I’ve been working in the IT industry for a little over 5 years, primarily as a recruiter, for a company in Minneapolis called Concord USA (be sure to contact Concord for any of your Data Management, Integration, or Enterprise Architecture needs!!).


As a commissioned employee, I learned early on the importance of a strong network. Networking 101 in my book is defined as such: Reach out and connect with as many good people as humanly possible, establish a good relationship, and they’ll want to hopefully do business with you in the future.* Concord has given me an opportunity to do that every single day. It was through this work that I met the developer of our iPhone App, Jason Blood.

Step 2: Engage

Jason is one of the best .NET resources in the Twin Cities, and worked for us at Concord’s largest client at the time. The project was a huge success and Jason continued to land cool contracts at great clients around the Twin Cities. I’d reach out to him from time to time, just to stay in touch. Luckily, it was our connection on LinkedIN that informed me he was building iPhone Apps; he just finished developing uCook.

I called him to share our idea, and asked him if he’d like to be involved.

Step 3:
Do Deals

As a local Minnesotan, Jason quickly understood the vision for our app, and expressed interest in the development. Since we didn’t have a bunch of dough to throw at a developer, it was important for us to find a local resource with intimate knowledge of Minneapolis, and to structure a deal that could reap nice rewards for all parties involved, with minimal initial investment. For Jason’s fee, he agreed to a profit share, essentially a 50/50 split of all sales revenue.

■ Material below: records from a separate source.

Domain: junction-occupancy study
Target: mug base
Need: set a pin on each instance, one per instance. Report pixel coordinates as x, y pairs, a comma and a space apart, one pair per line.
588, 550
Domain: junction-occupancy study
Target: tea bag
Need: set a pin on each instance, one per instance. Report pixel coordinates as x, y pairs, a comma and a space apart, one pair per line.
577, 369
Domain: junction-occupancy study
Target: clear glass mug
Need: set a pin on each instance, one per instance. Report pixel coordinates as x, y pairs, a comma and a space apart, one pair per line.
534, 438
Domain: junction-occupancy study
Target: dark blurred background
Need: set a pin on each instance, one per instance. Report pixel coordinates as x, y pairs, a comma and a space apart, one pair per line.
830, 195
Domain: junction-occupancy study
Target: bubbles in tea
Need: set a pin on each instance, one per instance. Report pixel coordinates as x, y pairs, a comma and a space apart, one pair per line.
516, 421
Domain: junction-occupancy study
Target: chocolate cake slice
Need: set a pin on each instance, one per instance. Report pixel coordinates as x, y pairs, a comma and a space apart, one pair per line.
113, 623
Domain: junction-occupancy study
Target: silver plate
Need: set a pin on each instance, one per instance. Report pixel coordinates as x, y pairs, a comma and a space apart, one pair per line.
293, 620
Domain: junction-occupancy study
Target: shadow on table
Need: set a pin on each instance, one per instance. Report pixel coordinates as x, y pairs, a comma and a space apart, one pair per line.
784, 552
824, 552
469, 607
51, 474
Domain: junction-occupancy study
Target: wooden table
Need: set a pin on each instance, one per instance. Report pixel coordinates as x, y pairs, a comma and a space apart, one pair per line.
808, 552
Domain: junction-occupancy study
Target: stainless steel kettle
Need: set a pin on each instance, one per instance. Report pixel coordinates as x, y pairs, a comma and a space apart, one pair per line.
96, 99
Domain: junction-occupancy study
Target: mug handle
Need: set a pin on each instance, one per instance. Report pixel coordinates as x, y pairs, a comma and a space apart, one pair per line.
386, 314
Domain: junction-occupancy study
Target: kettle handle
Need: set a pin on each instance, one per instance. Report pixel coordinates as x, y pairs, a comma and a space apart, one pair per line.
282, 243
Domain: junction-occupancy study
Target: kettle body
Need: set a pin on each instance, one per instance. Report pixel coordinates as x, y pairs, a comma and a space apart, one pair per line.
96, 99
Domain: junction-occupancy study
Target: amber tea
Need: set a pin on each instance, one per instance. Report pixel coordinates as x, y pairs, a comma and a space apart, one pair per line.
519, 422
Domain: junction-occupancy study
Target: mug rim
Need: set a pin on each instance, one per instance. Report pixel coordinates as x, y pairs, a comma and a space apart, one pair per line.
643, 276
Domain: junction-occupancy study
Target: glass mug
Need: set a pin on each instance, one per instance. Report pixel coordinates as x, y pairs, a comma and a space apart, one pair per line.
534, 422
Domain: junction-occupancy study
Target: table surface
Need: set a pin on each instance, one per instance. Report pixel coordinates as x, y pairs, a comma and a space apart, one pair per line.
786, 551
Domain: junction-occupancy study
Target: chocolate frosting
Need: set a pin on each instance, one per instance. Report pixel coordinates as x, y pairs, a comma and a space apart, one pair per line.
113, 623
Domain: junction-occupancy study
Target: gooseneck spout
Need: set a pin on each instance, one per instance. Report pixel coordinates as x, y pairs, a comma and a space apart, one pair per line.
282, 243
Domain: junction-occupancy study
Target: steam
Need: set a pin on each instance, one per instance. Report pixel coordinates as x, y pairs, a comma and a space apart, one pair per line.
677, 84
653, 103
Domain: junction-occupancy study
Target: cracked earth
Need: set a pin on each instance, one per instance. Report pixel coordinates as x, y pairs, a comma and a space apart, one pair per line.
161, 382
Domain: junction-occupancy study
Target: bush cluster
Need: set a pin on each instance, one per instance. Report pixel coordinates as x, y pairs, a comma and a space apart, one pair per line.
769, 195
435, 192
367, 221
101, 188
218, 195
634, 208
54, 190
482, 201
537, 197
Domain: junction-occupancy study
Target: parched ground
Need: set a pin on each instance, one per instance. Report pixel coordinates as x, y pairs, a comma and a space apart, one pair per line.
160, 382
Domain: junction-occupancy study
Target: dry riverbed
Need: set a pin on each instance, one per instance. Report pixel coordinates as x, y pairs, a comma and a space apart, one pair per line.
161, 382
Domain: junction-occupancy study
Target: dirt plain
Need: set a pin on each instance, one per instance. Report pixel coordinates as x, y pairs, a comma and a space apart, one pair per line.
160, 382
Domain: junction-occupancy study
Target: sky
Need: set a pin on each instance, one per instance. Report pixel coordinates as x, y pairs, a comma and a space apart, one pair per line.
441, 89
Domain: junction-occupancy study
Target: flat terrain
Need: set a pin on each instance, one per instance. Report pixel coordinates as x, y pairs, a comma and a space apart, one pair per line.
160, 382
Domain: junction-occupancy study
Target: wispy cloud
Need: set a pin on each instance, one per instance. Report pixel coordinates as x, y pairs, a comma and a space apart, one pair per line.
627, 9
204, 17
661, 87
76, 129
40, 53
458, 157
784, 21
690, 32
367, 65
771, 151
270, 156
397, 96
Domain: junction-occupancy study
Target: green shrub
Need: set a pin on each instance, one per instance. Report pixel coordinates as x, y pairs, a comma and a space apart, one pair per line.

This seemed more than fair to us, we didn’t have to pay a large sum up-front, and it assured us that Jason would give the development close attention, as he had vested interest in the success of the app.

*A common side-effect of networking = Getting connected to more cool and talented resources. Jason introduced me to Jane Mitchell of Rainbow Rabbit, who I’ll write more on later, and who is finishing up the design of our app.